El título de este artículo plantea una situación compleja e incluye un abanico de preguntas. No es sencillo conservar la dignidad ante la muerte, ni para el protagonista ni para las personas que lo acompañan. Menos sencillo lo es cuando la vida fue buena o cuando el enfermo mantenía viva la capacidad de sorprenderse. El meollo del problema es obvio e irresoluble: nadie ha regresado para contar su muerte. El vacío que sobreviene es muy amargo. La muerte retrata como nada la sensación de vacuidad y nos recuerda que la vida es un tiempo que parece infinito pero que en realidad es fugaz. De ahí el temor, de ahí la dificultad de confrontar el final con gallardía.
En la cultura occidental, a diferencia de la oriental, existe una ambivalencia frente a la muerte; mientras que en Oriente la muerte se vive como la continuación “normal” de la vida, en nuestro ámbito el final de la existencia es un tema tabú: poco se habla, poco se departe con los niños acerca de la finitud de la existencia. Nuestras arcaicas percepciones rehúyen la reflexión acerca de la normalidad de la muerte. Hace poco, mientras releía algunos pasajes del maravilloso libro de Dostoyevski, Los hermanos Karamazov, regresé a una de mis obsesiones: el vínculo entre muerte y dignidad. Son escasos los textos donde la ambivalencia ante la dignidad de la muerte, en este caso no de quien fenece sino de quienes la observan, se expone con tanta claridad.
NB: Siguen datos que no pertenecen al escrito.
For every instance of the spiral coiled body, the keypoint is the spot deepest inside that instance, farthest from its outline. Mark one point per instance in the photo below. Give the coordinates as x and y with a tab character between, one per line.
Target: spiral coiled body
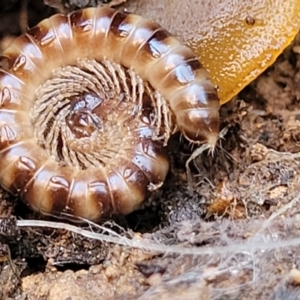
87	103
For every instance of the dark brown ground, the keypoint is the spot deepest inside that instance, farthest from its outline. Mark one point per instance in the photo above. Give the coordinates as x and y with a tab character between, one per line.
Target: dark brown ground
246	194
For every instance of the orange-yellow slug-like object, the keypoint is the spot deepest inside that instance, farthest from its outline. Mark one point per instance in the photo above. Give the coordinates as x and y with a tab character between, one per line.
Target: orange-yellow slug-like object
236	40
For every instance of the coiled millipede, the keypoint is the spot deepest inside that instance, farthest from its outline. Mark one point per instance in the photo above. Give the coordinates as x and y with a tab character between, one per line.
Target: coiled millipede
88	102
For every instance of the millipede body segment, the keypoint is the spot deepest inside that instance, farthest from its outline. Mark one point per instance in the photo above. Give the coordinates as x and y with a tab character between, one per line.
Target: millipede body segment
87	103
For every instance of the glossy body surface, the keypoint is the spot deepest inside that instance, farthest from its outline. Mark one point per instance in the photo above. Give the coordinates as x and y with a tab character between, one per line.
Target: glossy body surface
87	103
235	40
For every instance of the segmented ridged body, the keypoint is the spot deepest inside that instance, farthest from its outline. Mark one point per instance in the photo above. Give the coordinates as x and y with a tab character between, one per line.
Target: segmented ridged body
63	168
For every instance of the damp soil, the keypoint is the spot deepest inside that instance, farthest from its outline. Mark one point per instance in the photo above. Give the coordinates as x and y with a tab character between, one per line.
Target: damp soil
246	192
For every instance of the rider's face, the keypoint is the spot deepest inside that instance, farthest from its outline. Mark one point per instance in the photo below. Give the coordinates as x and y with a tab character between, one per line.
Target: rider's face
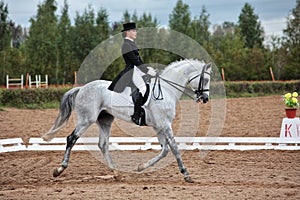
131	34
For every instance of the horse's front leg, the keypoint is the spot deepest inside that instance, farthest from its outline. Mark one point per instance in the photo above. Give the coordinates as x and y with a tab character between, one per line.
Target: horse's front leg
71	140
162	140
173	146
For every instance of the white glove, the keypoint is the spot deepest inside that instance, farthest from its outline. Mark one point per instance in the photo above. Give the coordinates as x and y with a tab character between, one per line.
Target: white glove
151	71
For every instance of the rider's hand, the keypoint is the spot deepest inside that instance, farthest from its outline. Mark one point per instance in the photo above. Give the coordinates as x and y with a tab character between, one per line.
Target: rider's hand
151	71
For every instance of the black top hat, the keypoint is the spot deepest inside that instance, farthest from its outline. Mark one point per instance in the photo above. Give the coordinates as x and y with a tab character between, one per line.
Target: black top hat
128	26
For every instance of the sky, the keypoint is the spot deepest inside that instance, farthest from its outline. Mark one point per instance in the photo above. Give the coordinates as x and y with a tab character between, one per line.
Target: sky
272	13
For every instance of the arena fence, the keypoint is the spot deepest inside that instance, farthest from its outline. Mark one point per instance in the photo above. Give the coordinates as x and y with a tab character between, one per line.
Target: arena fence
14	82
38	81
148	143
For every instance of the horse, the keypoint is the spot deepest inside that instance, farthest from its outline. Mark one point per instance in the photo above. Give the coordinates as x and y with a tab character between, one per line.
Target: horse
93	104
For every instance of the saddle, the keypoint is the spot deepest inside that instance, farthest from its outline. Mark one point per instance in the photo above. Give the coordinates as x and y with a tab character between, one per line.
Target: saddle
135	96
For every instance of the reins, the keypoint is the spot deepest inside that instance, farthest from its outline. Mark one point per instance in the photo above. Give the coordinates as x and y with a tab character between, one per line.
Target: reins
180	88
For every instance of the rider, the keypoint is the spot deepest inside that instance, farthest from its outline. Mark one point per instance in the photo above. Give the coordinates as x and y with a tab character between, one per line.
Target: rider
136	73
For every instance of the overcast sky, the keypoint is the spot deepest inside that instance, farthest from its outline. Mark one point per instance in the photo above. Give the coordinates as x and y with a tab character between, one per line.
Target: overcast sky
272	13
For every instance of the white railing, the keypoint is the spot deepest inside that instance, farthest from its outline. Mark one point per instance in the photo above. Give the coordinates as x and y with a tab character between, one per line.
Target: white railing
148	143
14	81
38	81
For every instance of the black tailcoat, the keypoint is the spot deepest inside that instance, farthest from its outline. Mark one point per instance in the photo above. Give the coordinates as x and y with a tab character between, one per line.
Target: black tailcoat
132	58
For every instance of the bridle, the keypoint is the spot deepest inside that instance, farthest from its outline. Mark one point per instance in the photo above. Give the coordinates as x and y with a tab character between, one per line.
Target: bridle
199	91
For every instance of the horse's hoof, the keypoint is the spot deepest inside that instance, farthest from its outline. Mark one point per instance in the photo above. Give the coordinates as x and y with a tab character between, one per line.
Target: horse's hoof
58	171
188	179
141	167
117	176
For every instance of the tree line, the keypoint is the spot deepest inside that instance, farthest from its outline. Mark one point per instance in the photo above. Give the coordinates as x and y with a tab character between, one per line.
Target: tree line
53	45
Dostoyevski fue un ilustrador como pocos de la vida; tejió, con plumas tatuadas por el duro oficio de vivir, algunas aproximaciones magistrales frente a la inmanencia de la muerte. Algunas personas que veneran a sus seres queridos confrontan sensaciones similares a las del novelista ruso. La discontinuidad de la vida, marcada por las pérdidas y por un mundo donde el tiempo adquiere otro sentido, invita a reflexionar sobre la dignidad. El novelista ruso invita al lector de Los hermanos Karamazov para que borde su propio tejido sobre la dignidad ante la muerte. El hedor insoportable que desprende un cadáver que no ha sido enterrado de inmediato es la trama. Leer las palabras y oler la vida muerta son responsabilidad del lector. Confrontar los recuerdos contra la crudeza de la putrefacción es el reto.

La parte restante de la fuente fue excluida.